Dalam studi terbarunya berjudul "Looking Beyond the Covid-19 Crisis" yang dirilis pada April lalu, Rabobank memperkirakan virus corona juga bakal menyerang aspek kewirausahaan dalam perekonomian, karena turunnya aktivitas riset perusahaan besar.
Sebagaimana diketahui, riset perusahaan berujung pada produk destruktif nan kreatif, untuk membuat proses produksi dan operasi perusahaan menjadi lebih efisien berkat temuan-temuan baru. Pemangkasan dana divisi Riset dan Pengembangan akibat pandemi bakal memukul sisi ini.

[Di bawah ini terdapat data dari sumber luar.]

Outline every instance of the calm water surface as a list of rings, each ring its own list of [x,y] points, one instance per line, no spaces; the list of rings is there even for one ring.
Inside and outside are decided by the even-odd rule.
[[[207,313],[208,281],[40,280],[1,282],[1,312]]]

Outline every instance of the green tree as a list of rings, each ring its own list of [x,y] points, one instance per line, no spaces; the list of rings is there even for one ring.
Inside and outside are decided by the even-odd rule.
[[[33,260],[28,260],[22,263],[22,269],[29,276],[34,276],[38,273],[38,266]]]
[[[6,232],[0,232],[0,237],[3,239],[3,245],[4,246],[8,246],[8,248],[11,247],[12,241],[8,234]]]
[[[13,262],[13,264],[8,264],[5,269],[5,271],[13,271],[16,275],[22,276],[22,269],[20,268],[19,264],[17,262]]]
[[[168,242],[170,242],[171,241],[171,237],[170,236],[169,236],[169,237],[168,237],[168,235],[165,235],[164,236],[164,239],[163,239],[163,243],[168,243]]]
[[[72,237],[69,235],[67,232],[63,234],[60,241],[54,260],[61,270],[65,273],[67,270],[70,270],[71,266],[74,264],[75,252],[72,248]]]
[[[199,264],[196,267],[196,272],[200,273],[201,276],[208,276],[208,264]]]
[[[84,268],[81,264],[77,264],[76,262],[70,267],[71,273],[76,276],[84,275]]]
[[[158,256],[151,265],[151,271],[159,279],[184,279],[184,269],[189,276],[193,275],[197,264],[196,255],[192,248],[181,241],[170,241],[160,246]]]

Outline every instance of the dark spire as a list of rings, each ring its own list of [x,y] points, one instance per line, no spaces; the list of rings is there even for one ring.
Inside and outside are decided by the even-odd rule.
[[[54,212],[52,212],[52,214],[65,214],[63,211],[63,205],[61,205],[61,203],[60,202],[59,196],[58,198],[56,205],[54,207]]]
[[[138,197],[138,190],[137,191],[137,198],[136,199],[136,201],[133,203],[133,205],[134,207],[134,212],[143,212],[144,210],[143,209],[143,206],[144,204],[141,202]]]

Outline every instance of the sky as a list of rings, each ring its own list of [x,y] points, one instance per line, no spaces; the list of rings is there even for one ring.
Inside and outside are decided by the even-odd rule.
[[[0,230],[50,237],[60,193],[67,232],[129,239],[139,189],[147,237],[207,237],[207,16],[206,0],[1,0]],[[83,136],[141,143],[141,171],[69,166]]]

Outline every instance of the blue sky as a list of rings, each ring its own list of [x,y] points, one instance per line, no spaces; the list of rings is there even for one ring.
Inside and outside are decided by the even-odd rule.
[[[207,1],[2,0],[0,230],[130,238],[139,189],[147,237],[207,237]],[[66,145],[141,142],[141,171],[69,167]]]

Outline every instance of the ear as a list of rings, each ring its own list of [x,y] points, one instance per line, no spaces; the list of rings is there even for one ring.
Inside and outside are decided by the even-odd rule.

"Karena pengalihan risiko tersebut memiliki andil dalam kewirausahaan, dampak jangka panjang krisis seperti yang telah kami sebutkan adalah bisa mengurangi jiwa kewirausahaan," tulis bank UMKM-nya Belanda tersebut.
Program vokasi bisa menjadi celah, mengingat posisinya sebagai pendidikan formal yang tak hanya melatih tenaga kerja terampil, melainkan juga berjiwa wirausaha. Dari kolam vokasi berpeluang muncul produk creative destruction, tatkala korporasi pilih mengejar efisiensi.
Dalam buku Enterprise Education in Vocational Education (2015), Daniele Morselli menyebutkan bahwa UMKM memainkan peran penting dalam mendorong inovasi dan pembukaan lapangan kerja di tengah masyarakat global yang kini menjadi 'masyarakat wirausahawan' dan bukan 'masyarakat karyawan'.
Mengacu pada riset Audretsch berjudul "Innovation and Technological Change" (2003), dia menunjukkan bahwa inovasi lebih mungkin terjadi di kalangan UKM, ketimbang di fasilitas R&D perusahaan besar. Pasalnya, UKM dituntut untuk berinovasi agar bertahan di pasar.
Hal demikian hanya bisa muncul dari jiwa wirausaha, yang utamanya bergerak di sektor teknologi sebagai sektor yang banyak menyerap pekerja dari sekolah vokasi. "Sekolah vokasi memiliki posisi yang utama untuk mendukung inovasi UKM," ujar Daniele.
Artinya, ketika aktivitas riset korporasi menurun akibat pandemi, program vokasi bisa menjadi mutiara yang bersinar dengan produk inovasi dari para lulusannya, terutama yang terserap di UMKM sektor teknologi atau perusahaan rintisan digital (startup) sebagaimana disinggung di atas.
Di era new normal, posisi digital ini menjadi kunci karena membentuk pola interaksi konsumsi dan produksi dengan berbasis teknologi digital, setelah pelaku usaha dan konsumen "dipaksa" migrasi ke ranah digital sebagai konsekuensi penjarakan sosial (social distancing) saat ini.